Kling insists that the current recession (and perhaps all of them,) are due to a great "Recalculation." Sometimes, this amounts to a claim that there is a need to reallocate resources. Labor and other resources need to be shifted from some industries to other industries.
In macroeconomics, the unemployment associated with these sorts of shifts is called "structural unemployment." People are laid off in shrinking industries, and only very gradually find jobs in expanding industries. There can be a similar impact with capital goods, mostly involving a shift of existing capital goods to less valued uses, or even abandoning them as scrap, and only gradually producing new capital goods appropriate to the expanding industries. (The impact of "heterogeneous" capital goods plays a key role in the Austrian theory of the Business Cycle.)

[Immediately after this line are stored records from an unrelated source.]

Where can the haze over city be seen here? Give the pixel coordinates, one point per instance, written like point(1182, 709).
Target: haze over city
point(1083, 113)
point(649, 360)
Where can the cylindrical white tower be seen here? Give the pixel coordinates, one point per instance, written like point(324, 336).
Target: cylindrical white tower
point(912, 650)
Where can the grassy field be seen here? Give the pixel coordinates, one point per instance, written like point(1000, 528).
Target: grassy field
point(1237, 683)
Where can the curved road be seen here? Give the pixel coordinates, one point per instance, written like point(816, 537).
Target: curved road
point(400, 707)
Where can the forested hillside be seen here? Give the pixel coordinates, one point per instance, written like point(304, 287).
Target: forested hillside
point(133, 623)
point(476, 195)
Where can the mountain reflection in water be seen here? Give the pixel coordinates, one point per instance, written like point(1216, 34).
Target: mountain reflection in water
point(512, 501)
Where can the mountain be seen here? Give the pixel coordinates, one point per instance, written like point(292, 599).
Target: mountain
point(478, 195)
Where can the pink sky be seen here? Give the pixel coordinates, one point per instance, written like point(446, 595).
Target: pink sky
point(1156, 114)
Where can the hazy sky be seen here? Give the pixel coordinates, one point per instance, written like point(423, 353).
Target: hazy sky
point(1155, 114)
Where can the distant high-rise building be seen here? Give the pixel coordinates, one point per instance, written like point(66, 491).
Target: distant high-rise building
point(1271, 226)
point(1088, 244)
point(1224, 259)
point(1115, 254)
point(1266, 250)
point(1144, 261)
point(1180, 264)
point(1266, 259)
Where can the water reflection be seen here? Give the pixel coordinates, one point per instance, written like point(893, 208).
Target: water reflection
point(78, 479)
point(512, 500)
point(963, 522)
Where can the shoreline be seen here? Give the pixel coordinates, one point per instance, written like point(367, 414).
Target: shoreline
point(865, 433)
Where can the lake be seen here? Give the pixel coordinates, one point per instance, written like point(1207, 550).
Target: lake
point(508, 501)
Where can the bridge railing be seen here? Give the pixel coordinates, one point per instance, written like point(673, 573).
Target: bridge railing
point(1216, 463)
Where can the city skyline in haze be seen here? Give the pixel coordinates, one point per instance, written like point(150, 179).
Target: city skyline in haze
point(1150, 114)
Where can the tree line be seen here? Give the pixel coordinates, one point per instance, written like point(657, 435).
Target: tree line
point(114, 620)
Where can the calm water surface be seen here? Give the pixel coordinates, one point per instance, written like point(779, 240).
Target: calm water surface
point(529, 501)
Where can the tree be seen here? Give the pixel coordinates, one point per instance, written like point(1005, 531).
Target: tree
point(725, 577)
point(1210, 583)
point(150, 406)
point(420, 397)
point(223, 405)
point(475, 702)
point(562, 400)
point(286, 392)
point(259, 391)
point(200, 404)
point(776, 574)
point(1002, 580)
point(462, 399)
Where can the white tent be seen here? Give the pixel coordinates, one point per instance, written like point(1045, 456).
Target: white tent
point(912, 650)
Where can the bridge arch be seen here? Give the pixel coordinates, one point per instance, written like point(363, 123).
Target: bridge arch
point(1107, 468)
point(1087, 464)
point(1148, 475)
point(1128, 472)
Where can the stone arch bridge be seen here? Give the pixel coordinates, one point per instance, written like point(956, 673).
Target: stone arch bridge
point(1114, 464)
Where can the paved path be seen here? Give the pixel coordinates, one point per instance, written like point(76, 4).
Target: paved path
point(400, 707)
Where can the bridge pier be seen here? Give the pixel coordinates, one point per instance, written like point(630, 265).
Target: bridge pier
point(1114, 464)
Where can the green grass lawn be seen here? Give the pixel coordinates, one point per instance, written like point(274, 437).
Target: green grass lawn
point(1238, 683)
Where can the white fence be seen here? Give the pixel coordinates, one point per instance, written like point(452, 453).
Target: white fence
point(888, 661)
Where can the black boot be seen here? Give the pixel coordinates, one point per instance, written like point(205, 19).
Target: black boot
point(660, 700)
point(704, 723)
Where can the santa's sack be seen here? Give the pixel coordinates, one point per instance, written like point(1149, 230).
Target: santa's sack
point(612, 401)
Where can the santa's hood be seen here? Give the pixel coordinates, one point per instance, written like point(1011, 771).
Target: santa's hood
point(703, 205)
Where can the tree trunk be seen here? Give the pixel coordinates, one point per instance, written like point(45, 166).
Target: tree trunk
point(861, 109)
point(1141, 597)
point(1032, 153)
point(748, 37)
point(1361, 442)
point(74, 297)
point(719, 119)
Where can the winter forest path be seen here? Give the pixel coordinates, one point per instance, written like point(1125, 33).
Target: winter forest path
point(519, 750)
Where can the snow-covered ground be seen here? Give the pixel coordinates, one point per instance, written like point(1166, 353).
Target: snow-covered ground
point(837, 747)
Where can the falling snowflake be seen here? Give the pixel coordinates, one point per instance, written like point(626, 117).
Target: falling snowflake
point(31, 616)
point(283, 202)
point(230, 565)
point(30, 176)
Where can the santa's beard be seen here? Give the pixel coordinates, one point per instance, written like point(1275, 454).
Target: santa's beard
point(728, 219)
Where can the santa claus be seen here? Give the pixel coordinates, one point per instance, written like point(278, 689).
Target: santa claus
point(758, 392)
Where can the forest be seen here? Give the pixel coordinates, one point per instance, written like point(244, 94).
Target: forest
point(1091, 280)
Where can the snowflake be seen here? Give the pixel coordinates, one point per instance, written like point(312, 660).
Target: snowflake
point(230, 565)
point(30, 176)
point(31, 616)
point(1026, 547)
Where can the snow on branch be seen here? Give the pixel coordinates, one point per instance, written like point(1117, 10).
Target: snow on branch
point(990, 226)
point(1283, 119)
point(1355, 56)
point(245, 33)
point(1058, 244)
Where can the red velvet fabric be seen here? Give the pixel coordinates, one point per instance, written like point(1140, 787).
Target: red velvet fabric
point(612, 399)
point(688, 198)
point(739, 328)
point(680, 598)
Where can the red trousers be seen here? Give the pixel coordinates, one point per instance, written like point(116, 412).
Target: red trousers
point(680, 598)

Usually, the process of reallocation of resources is understood as being continuous, and the structural unemployment and losses from capital goods is one of the determinants of the potential output of the economy. For example, the higher institutional unemployment resulting from the sorts of labor market regulation common in Europe is a reason for their lower potential outputs. However, it is not difficult to see that a large shift in the composition of demand would result in larger shifts in resource allocation, higher structural unemployment, and slower growth in the productive capacity of the economy.
For monetary disequilibrium theorists, this would be described as a higher natural unemployment rate, along with slower growth in potential income. It is possible that in an extreme case, the productive capacity of the economy would shrink. However, as the adjustments are made, structural unemployment should fall, and the productive capacity of the economy should rise. Eventually labor will move, workers will be retrained, and new capital goods will be produced.
Monetary disequilibrium theorists, would insist, however, that this process could not possibly result in slower growth in nominal expenditure or nominal income unless it somehow impacts the quantity of money or the demand to hold money. And further, that if any changes in the demand to hold money are accommodated by changes in the quantity of money, then nominal expenditure and nominal incomes would not be impacted by these changes.
Suppose that such a policy exists. Nominal expenditure continues to grow, but the natural unemployment rate rises and productive capacity falls due to a need to redeploy resources. Then the shortages of goods whose demands are growing will result in higher prices for them. Substitution effects may dampen the decrease in the demands for the products of the shrinking industries, slowing the adjustment. The inflation--the higher prices--will also reduce real wages. This will dampen the losses in the shrinking sectors and so, their reductions in output. The lower real wages, as well as the higher nominal prices in the growing sectors will add to the profits there, both providing motivation and internal funding for a more rapid expansion.
As production expands in those sectors, rising supplies will push their prices back down. Any substitution effect that dampened the decrease in demand in the shrinking sectors is reduced. Real wages rise. That is no longer decreasing costs in the shrinking sectors as much. In other words, resources continue to be pushed out of the shrinking sectors. Further, the extra pull towards the growing sectors created by the temporarily higher prices and lower real wages also are smaller. In the end, the price level falls and real output rises, as do real wages. As a first approximation, the price level, real output, and real wages readjust to their previous growth path.
Looking at this scenario, it seems clear that avoiding monetary disequilibrium, and keeping nominal expenditure growing on its long term growth path, is the least bad option when there is a need for a reallocation of resources.